Gelecek yıl inşallah daha iyi olacak… daha huzurlu… daha mutlu… bol kazançlı… sağlıklı…
Yakınlarınız, “”Tuttuğun altın olsun”” diye söze başladı. Sevdikleriniz, “”Dilediğin her şeyi yapabileceğin bir yıl olsun”” dediler.

Siz de onlara benzer şeyler söylediniz. Zaman zaman birileri ya da siz dileklerinizde çok ama çok ileri gittiniz ama olsun, dilek bunlar… Dilemekte ne sakınca var?

Dilediğiniz her şeyi gerçekleştirebileceğiniz bir yıl! Bir yıl daha.

Dilekleriniz neler, gerçekleştirmek istedikleriniz… önem verdikleriniz hangileri… acil olanlar kaç adet…
Hepimiz, hepiniz, hayatta istediğimiz her şeyi yapabiliriz. Ama unutmayın hepsini değil.

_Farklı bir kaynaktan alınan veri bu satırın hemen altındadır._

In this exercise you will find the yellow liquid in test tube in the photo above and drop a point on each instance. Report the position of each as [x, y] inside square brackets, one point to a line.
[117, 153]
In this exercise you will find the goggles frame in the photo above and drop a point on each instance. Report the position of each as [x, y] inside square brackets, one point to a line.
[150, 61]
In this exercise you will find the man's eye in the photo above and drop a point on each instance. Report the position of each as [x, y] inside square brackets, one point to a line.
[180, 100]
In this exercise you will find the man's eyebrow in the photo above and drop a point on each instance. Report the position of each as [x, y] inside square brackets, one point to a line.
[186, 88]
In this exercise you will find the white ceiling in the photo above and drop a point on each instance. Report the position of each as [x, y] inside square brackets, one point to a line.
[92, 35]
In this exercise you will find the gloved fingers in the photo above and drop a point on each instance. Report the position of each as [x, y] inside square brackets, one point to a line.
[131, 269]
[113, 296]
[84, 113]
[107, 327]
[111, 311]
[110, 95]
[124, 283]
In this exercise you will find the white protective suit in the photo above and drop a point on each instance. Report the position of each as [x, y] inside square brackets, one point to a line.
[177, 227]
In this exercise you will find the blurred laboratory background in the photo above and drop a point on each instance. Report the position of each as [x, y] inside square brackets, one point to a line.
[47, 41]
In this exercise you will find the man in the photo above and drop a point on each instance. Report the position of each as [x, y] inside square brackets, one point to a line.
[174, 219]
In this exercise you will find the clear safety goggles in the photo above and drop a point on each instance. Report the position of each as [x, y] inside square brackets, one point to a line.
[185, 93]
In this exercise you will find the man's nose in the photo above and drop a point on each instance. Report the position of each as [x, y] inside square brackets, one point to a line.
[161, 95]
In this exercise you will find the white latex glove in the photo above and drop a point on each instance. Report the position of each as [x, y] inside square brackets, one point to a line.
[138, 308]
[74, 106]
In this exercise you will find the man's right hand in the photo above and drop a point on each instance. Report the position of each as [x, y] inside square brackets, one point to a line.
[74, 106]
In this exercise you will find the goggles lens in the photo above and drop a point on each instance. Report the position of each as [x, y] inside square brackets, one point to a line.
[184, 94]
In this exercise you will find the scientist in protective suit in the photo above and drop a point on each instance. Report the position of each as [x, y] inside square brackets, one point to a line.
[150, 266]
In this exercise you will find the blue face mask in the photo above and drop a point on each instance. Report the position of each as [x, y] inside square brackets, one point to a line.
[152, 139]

Benim dileğim farklı; “” Değer vereceklerinizi görebilecek göz, değer bulduklarınızı gerçekleştirebilecek güç, dilediklerinizi yapabilmenin huzurunu tatmanızı diliyorum””

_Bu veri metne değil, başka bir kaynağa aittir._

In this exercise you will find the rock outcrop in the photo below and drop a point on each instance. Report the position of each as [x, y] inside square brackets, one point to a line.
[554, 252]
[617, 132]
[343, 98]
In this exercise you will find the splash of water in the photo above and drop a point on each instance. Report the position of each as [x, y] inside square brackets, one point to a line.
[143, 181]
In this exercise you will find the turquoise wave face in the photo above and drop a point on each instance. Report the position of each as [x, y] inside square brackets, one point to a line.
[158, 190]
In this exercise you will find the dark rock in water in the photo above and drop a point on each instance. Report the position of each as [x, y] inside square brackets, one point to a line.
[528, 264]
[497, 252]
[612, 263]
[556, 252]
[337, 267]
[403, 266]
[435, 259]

Böyle bir dilek olabilir mi? Neden olmasın, ben diledim bile işte.

Mutluluklar Size!

Bilgi Toplumu kavramını duydunuz, anlamını biliyorsunuz. Ne yalan söyleyeyim, bizim toplumda öyle fazla kullanılmaz, kullanıldığı zaman da teknoloji anlaşılır…
Bilgi Toplumu ve Bilgi Toplumu Çalışanları Batı’da yaygın kullanılan kavramlar.
Bilgi Çağı’nı döndüren, Bilgi Toplumu Çalışanlarının çarkları döndürmekten başları döndü.
Ne demek istediğimi anlatmak için şöyle bir cümle kurmama izin verin:
“”Yapmak istediğimiz çok şey, yapacak az zamanımız var. Yapmak zorunda olduğumuz dünya kadar iş, bunları yerine getirecek az zaman!””
Çok iş az zaman… çok iş az zaman… çok iş az zaman… çok iş az zaman… çok iş az zaman…
Başarmak istiyoruz. Tanınmak istiyoruz. Yaptığımız işler karşısında övgü almak istiyoruz. Anlamlı işler yapmak istiyoruz. Yaptıklarımızın kayda geçmesini istiyoruz. Bütün bunların olabilmesi için çoğu kez hayatımızdan taviz veriyoruz. Çoğu kez istemediğimiz konuları hayatımızın içine almayı kabul ediyoruz. Tamam, bir şey olmaz onu da hallederiz, tamam bir şey çıkmaz onu da bitireyim, o toplantıya da gideyim, bu toplantıya da katılayım… Bu işi mutlaka ben yapmalıyım, bu projeyi mutlaka şirkete kazandırmalıyım, bu yıl şu kadar para kazanmalıyım…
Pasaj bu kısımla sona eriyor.